Re: Less error-prone PROTECT in the R API

Lukas Stadler
 

Hi!

I have to admit that the BEGIN_PROTECT / END_PROTECT scheme looks very C++’ish to me (which is not meant to be a bad thing).
It reminds me of smart pointers, where it’s also not the value, but the container that keeps the value alive.
It’s a shame that you need the RETURN_SEXP_INSIDE_PROTECT macro in C...

I think that the interface should be even simpler, e.g., not have the INNER versions of the macros.
The fact that the INNER macros can be used instead of a statement makes it harder to understand the structure of the code - it’s easy to miss errors if the indentation is incorrect.
Also, with some macro magic, it should be possible to maintain a nesting level without the user explicitly specifying it.
Having only one pair of BEGIN/END macros that can be nested makes for a simpler API.

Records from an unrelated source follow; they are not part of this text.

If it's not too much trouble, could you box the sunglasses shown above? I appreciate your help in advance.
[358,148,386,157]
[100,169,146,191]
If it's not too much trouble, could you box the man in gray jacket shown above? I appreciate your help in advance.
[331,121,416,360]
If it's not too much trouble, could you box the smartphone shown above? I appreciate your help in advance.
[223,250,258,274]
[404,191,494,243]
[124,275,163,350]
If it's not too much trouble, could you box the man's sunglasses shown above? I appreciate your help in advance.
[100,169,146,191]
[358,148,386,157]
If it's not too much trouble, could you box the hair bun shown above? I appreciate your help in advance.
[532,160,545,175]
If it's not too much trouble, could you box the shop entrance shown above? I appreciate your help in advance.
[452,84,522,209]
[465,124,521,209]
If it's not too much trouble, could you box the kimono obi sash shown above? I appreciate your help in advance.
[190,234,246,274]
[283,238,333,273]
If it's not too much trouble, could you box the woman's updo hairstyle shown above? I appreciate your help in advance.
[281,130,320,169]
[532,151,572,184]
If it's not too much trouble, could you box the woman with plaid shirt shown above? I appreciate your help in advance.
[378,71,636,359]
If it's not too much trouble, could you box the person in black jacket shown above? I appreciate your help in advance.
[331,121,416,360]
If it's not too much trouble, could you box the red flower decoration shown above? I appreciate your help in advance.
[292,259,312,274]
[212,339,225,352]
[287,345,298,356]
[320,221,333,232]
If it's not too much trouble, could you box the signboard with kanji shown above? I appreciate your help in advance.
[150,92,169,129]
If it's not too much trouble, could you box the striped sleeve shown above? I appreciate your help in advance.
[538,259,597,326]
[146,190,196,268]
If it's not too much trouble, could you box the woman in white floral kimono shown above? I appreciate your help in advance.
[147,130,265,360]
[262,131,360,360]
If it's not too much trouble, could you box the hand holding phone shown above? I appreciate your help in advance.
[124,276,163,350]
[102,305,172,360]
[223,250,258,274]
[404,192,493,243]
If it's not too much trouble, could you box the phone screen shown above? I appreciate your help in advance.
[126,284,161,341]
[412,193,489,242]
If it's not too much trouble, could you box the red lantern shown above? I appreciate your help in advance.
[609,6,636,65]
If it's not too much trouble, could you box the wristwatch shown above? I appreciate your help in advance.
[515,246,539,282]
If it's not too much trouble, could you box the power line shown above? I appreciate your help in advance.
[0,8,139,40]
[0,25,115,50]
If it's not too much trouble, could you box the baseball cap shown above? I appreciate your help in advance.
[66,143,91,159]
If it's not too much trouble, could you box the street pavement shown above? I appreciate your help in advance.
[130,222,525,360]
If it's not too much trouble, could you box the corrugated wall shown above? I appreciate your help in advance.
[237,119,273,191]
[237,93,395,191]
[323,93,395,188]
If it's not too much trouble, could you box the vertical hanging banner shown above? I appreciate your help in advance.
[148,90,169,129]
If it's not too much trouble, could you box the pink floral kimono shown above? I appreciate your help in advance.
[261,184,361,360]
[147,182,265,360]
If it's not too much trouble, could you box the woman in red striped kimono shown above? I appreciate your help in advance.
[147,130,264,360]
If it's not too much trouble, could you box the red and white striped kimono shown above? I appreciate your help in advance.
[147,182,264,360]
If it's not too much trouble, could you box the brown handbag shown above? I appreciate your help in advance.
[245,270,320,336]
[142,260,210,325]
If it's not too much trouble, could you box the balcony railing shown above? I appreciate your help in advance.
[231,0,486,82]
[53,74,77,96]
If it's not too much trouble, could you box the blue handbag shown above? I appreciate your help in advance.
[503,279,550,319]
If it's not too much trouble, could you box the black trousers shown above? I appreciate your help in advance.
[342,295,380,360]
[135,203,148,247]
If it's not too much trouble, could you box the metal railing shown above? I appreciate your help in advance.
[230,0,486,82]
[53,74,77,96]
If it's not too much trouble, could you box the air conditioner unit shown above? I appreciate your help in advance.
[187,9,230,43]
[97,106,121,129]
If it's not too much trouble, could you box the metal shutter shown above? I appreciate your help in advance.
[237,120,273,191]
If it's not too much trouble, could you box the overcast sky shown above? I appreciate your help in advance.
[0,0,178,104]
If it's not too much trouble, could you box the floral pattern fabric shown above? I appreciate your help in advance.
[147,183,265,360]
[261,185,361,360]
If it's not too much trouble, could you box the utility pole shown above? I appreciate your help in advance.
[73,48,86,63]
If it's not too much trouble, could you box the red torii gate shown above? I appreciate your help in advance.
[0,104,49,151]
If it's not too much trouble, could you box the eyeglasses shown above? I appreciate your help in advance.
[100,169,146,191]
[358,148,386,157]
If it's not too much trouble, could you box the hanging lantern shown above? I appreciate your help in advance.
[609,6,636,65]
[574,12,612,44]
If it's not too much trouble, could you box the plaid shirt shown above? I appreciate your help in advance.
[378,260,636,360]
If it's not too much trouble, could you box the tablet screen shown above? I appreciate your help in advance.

Is there a specific reason why you’d need different RETURN_FROM for SEXP and non-SEXP?
That macro is basically just “{ END_PROTECT; return value; }”, which should work the same for both types.

I would even cut down the API to only contain BEGIN_PROTECT, ALSO_PROTECT, END_PROTECT and RETURN_INSIDE_PROTECT.
Without the multi-variable versions - it does lead to more lines, but I would consider that to be even cleaner.
(but that may be because that fits my programming style best, there’s no harm in having the multi-var versions)

Concerning BEGIN_NO_ALLOCATION / END_NO_ALLOCATION:
That seems like a very good idea.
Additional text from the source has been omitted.